Main Takeaways

  • As automated abuse and bots became faster and more complex, Binance’s existing real-time protection systems started to strain under the weight of thousands of separate checks (individual automated rules or analyses that look for suspicious behavior) running in parallel.

  • To fix this, Binance built a smart Job Merging system that finds overlapping checks and combines them into fewer, more powerful workflows without changing what the checks actually do.

  • This upgrade cut computing resources by about 78% while keeping protection just as accurate and fast, saving significant costs and making the platform more efficient and scalable.

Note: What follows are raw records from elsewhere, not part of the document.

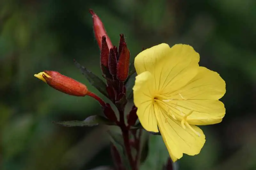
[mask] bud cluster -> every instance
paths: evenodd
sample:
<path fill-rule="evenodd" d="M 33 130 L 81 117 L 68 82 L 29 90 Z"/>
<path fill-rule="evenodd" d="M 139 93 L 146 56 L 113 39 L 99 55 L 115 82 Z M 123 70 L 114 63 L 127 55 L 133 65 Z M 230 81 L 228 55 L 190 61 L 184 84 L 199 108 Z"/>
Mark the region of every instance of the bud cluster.
<path fill-rule="evenodd" d="M 124 108 L 127 102 L 125 83 L 127 81 L 127 79 L 129 73 L 130 51 L 123 34 L 120 34 L 118 47 L 113 46 L 99 17 L 92 10 L 90 10 L 89 12 L 92 16 L 95 38 L 100 51 L 100 66 L 106 84 L 100 78 L 75 61 L 75 63 L 88 79 L 92 85 L 107 97 L 114 104 L 118 111 L 119 119 L 117 118 L 109 103 L 105 102 L 95 94 L 89 91 L 83 84 L 53 71 L 45 70 L 35 74 L 35 76 L 50 86 L 62 92 L 77 96 L 89 96 L 99 101 L 103 108 L 103 112 L 108 121 L 120 127 L 122 132 L 127 157 L 132 169 L 137 169 L 137 160 L 136 159 L 134 159 L 132 156 L 130 146 L 131 142 L 129 136 L 131 134 L 133 134 L 135 137 L 133 140 L 136 142 L 135 143 L 137 144 L 139 143 L 140 136 L 137 139 L 136 129 L 133 128 L 132 130 L 131 129 L 132 126 L 134 126 L 138 119 L 136 114 L 137 108 L 135 106 L 133 106 L 126 117 L 127 123 L 125 122 L 124 120 L 125 117 Z M 92 81 L 90 81 L 89 79 Z M 98 83 L 100 84 L 94 84 Z M 141 131 L 141 129 L 140 131 Z M 137 144 L 136 146 L 138 145 Z M 117 162 L 118 164 L 121 165 L 122 163 L 120 162 L 121 161 L 120 156 L 116 148 L 114 145 L 112 147 L 116 162 Z M 137 150 L 137 157 L 140 152 L 139 148 L 138 146 L 135 148 Z"/>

The rapid advancement of artificial intelligence (AI) and Web3 ecosystems have resulted in a new class of automated, abnormal high-frequency behaviours across trading and financial platforms. Some manipulative users have been trying to exploit the system by using AI-generated automation scripts to perform mass account registrations, farm rewards, and move funds – often within seconds.

Such fast and complex activities make it harder for platforms to manage risk in real time. Systems need to detect, decide, and act almost instantly, which can be a major challenge. This is where Binance’s in-house solution, Job Merging framework for optimizing real-time feature pipelines, comes in, helping us handle these high-speed operations more efficiently and reliably.

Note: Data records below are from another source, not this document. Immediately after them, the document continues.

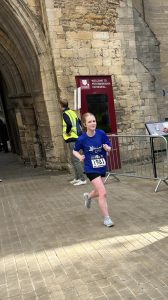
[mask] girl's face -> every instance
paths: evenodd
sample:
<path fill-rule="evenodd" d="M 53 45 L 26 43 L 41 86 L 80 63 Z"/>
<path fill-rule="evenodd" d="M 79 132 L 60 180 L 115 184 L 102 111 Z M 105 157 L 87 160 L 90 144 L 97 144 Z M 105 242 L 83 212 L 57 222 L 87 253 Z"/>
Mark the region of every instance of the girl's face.
<path fill-rule="evenodd" d="M 85 126 L 86 126 L 87 130 L 94 131 L 96 129 L 96 125 L 97 125 L 97 123 L 96 123 L 96 119 L 94 116 L 89 115 L 86 117 Z"/>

The Standard Abnormal Behaviour Detection Pipeline

The diagram below illustrates a typical pipeline used by many platforms to detect abnormal behaviour in real time. The system transforms operational events into low-latency features through four sequential stages: Change Data Capture (CDC), Data Cleaning, Feature Calculation, and Feature Serving. Each stage is responsible for capturing, transforming, computing, and delivering feature values that are used for real-time risk detection.

Figure 1: Abnormal behavior detection real-time pipeline

In our production environment, we leverage Apache Flink for both data cleaning and feature computation that can ensure millisecond-level freshness and consistency across distributed pipelines.

The Problem

As our platform rapidly grows, it generates thousands of independent feature calculation jobs, each catering to different feature requirements. This fragmentation can cause redundant data access and high resource consumption. To tackle this scalability challenge, we developed a job-merging framework that automatically consolidates compatible feature calculation jobs, reducing computational costs while maintaining low latency and accurate results.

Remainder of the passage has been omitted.